Sec. Experimental Pharmacology and Drug Discovery

Volume 16 - 2025 | doi: 10.3389/fphar.2025.1556108

This article is part of the Research TopicAdvancing Glioma Treatment: Novel Drugs, Mechanisms of Resistance, and Therapeutic StrategiesView all 12 articles

Prognostic Value of the Pre-treatment Albumin-to-Alkaline Phosphatase Ratio in Patients with Lower-Grade Glioma: A Propensity Score Matching Study

Provisionally accepted
Huang  XiaomingHuang Xiaoming1,2*Lingjuan  LiLingjuan Li1,2,3*Di  ZangDi Zang1,2,3,4*
  • 1Department of Neurosurgery, Huashan Hospital, Fudan University, Shanghai, Shanghai Municipality, China
  • 2National Center for Neurological Disorders, Shanghai, 200030, China, shanghai, China
  • 3Shanghai Key Laboratory of Brain Function Restoration and Neural Regeneration, Shanghai, 200030, China, shanghai, China
  • 4Department of Neurosurgery, China-Japan Friendship Hospital, Beijin, China

The final, formatted version of the article will be published soon.

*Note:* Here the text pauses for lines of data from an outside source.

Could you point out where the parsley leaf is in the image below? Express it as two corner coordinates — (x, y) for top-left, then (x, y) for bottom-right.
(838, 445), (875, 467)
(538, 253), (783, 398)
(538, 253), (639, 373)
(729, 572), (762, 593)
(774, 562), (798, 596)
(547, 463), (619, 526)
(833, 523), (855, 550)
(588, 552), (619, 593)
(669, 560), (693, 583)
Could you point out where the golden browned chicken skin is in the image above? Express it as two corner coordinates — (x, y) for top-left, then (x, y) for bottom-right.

The albumin-to-alkaline phosphatase ratio (AAPR) has emerged as a novel prognostic predictor in various solid tumors. This study aimed to assess the prognostic significance of pre-treatment AAPR in patients with lower-grade glioma (LGG) through propensity score matching (PSM), Kaplan-Meier survival analysis, Cox regression analysis, and the development of a predictive nomogram. A total of 225 LGG patients were included in the analysis. Restricted cubic spline (RCS) analysis revealed a nonlinear relationship between AAPR and overall survival (OS) (p = 0.0349). Prognostic evaluation, stratifying patients based on the median AAPR value of 0.704, indicated that patients in the AAPR-High group (AAPR ≥ 0.704) experienced significantly favorable overall survival (log-rank p = 0.0042) and progression-free survival (PFS) (log-rank p = 0.042) compared to those in the AAPR-Low group (AAPR < 0.704). Furthermore, analysis stratified by various prognostic factors suggested that AAPR possesses greater predictive value in low-risk LGG patients. Univariate Cox analysis confirmed that higher AAPR levels were significantly associated with improved OS (p = 0.005, HR = 0.541, 95% CI: 0.353-0.829), while multivariate Cox analysis identified AAPR as an independent prognostic factor for OS (p = 0.046, HR = 0.630, 95% CI: 0.400-0.993). A nomogram incorporating AAPR and other prognostic factors demonstrated robust predictive accuracy for 1-year, 3-year, and 5-year OS, with validation in the PSM cohort. In conclusion, pre-treatment AAPR is a simple, convenient, and non-invasive biomarker with significant prognostic value for LGG patients.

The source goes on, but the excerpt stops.